Trying to vary up my lunches as I am getting very sick of Spag Bol, Chilli or Chicken and Veg.

Been thinking about frying off some mince with spices etc and making burgers or burritos in Wholemeal Pittas or Wraps.

Does anyone have any good recipes that would work well heating up in a microwave?

Thanks,


----------



## DB86 (Apr 22, 2015)

nathanlowe said:


> Hi All,
> 
> Trying to vary up my lunches as I am getting very sick of Spag Bol, Chilli or Chicken and Veg.
> 
> ...


 Turkey Mince
Onion
Chilli

Mix this all together and mould into burger pattys, dip into an egg and then pop in non-stick pan.

They warm up ok in the microwave the following day as well :thumb:


----------



## Bramble (Aug 10, 2015)

Steak mince/turkey breast mince 50/50..(500g total)

Chop a small onion and gently fry until soft....

Once onion has cooled add meat and onion to a bowl..crack in 1 egg.

add 1 teaspoon of wholegrain mustard.

add a pinch of fresh tyme.

Pinch of salt and black pepper

Mix up and mould into sausages or patties...fry on a griddle pan...stunning in a wholemeal tortilla wrap with fresh salad.


----------



## Acidreflux (Mar 3, 2015)

Screen shot!!


----------



## Quackerz (Dec 19, 2015)

nathanlowe said:


> Hi All,
> 
> Trying to vary up my lunches as I am getting very sick of Spag Bol, Chilli or Chicken and Veg.
> 
> ...


 *Chilli Burgers*

750g Mince,

1 Onion finely chopped,

3 Garlic Cloves finely chopped,

2-6 (depending on ho hot you like it) Finger Chilli's finely chopped,

Corriander (again) finely chopped,

1 Egg - Raw (to bind),

Cumin - Half teaspoon,

Coriander Seed - Half teaspoon,

Salt and pepper,

Mix well and leave overnight and cook the next day. Make as many burgers as you want from it.

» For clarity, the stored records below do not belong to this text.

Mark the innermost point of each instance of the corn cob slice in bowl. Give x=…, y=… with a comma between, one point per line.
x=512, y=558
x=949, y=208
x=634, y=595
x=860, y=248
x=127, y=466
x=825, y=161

I like to use Foccacia as the bun.


----------



## nathanlowe (Jan 8, 2008)

Bramble said:


> Steak mince/turkey breast mince 50/50..(500g total)
> 
> Chop a small onion and gently fry until soft....
> 
> ...


 Do these heat up well in the microwave?


----------



## Bramble (Aug 10, 2015)

They heat up fine mate. just don't nuke them and cover with a plate.


----------



## Beans (Sep 1, 2008)

Can't lie, I think my favourite beef burger recipe is - beef mince + salt haha. I just love the taste of beef.


----------



## DappaDonDave (Dec 2, 2013)

Pork mince, paprika, some chilli powder, throw in any other spices.

squash it all up and then make burgers.


----------